Я оседлал её, обхватив рукой за горло — не сжимая настолько, чтобы душить, но достаточно крепко, чтобы она ощутила угрозу, скрывавшуюся за моей яростью. Мой голос стал холодным и окончательным.
— Худшее, что ты можешь со мной сделать, Алина, — прорычал я, — это полюбить другого. Это единственная черта, которую тебе нельзя переступать. Если ты когда-нибудь раздвинешь ноги перед другим мужчиной, клянусь тебе, я убью тебя. Моя тёмная возлюбленная предала меня. Она была для меня всем. Всем.
В моём голосе кипела едва сдерживаемая ярость.
Алина с неожиданной, поразительной силой оттолкнула мою руку.
— Тогда почему, — прошипела она, — в самом начале всего этого ты позволял мне заводить любовников?
Я оскалил зубы, издав низкое, звериное рычание.
— Потому что пытался защитить последние осколки своего тёмного, разбитого сердца. Но больше этого не будет.
Я наклонился к ней, и мой голос завибрировал от угрозы.
— Пообещай мне. Поклянись. Никогда меня не предавай. Потому что если предашь, я позабочусь о том, чтобы ты не прожила достаточно долго, чтобы успеть об этом пожалеть.
— Не предам, — сказала она, глядя мне прямо в глаза, и в её голосе звучала торжественная серьёзность. — Никто никогда не примет меня так, как ты. С этим покончено. Теперь мы — будущее. Мы непобедимы.
Она замолчала, и её тёплое дыхание коснулось моей челюсти.
— Я рада, что ты убил моего отца, — сказала она. — Потому что если бы ты этого не сделал… это сделала бы я.
Её мягкие руки целенаправленно обхватили мой затвердевший член и направили его к её влажному входу. Она была готова принять меня — жаждала этого и ничуть не стыдилась.
Я одобрительно зарычал.
— Я всегда хотел лишь развратить этот мир, — прошептал я. — Заразить человечество. Свергнуть своего учителя. Своего господина. Но он предал меня. Отнял единственный свет, который у меня когда-либо был.
Мышцы задрожали, когда я навис над женщиной, которая теперь заняла то место, — над моим всем.
Но затем выражение её лица изменилось, став первобытным и мрачным. Ярость смешалась с похотью. Казалось, скажи я ещё хоть слово — и она перегрызёт мне горло.
Поэтому я замолчал.
Я впился в её губы яростным поцелуем, пожирая её дыхание, её сомнения, её непокорность.
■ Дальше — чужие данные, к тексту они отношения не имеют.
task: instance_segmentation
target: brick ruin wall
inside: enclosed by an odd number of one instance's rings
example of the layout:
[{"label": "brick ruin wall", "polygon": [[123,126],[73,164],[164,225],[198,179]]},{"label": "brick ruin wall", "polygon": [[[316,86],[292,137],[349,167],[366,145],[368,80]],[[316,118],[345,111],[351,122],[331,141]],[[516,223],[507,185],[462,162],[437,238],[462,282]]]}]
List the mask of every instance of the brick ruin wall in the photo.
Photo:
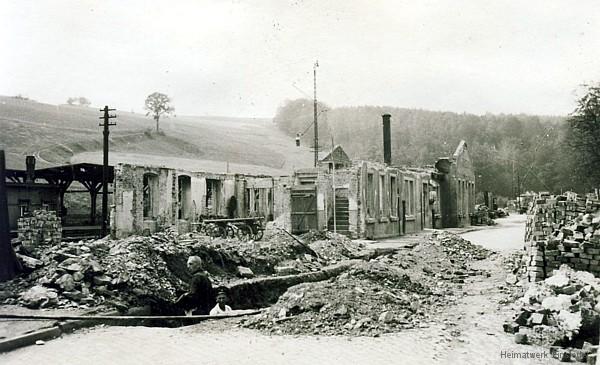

А потом я трахал её — жёстко, безжалостно, словно сама война обрела плоть, — каждым толчком выжигая себя в её костях. Давая понять, что она моя. Только моя.
И если она когда-нибудь посмеет нарушить свою клятву —
Я уже сказал ей, что произойдёт.
И я, блядь, говорил абсолютно серьёзно.
ГЛАВА 16
АЛИНА
Вдалеке стрекотали сверчки и квакали лягушки, призывая пару или оплакивая детёнышей, затерявшихся во тьме. Сквозь приоткрытое окно проникал тихий хор рассвета — нежный, невинный, почти успокаивающий.
Он манил меня к покою.
Но этот покой лопнул словно мыльный пузырь под тяжестью истории, которую нарисовал Бальтазар, — о моём отце, о ней, о любви, слишком священной, чтобы произносить о ней вслух.
Под кожей тлела ярость.
Мужчина, которого описывал Бальтазар, казался мне не более чем самодовольным лицемером. Человеком, которому больше подошли бы ряса и проповеди, чем тьма и кровь. Извращённый треугольник между ним, Бальтазаром и призраком той женщины заставлял мой желудок гореть от кислоты.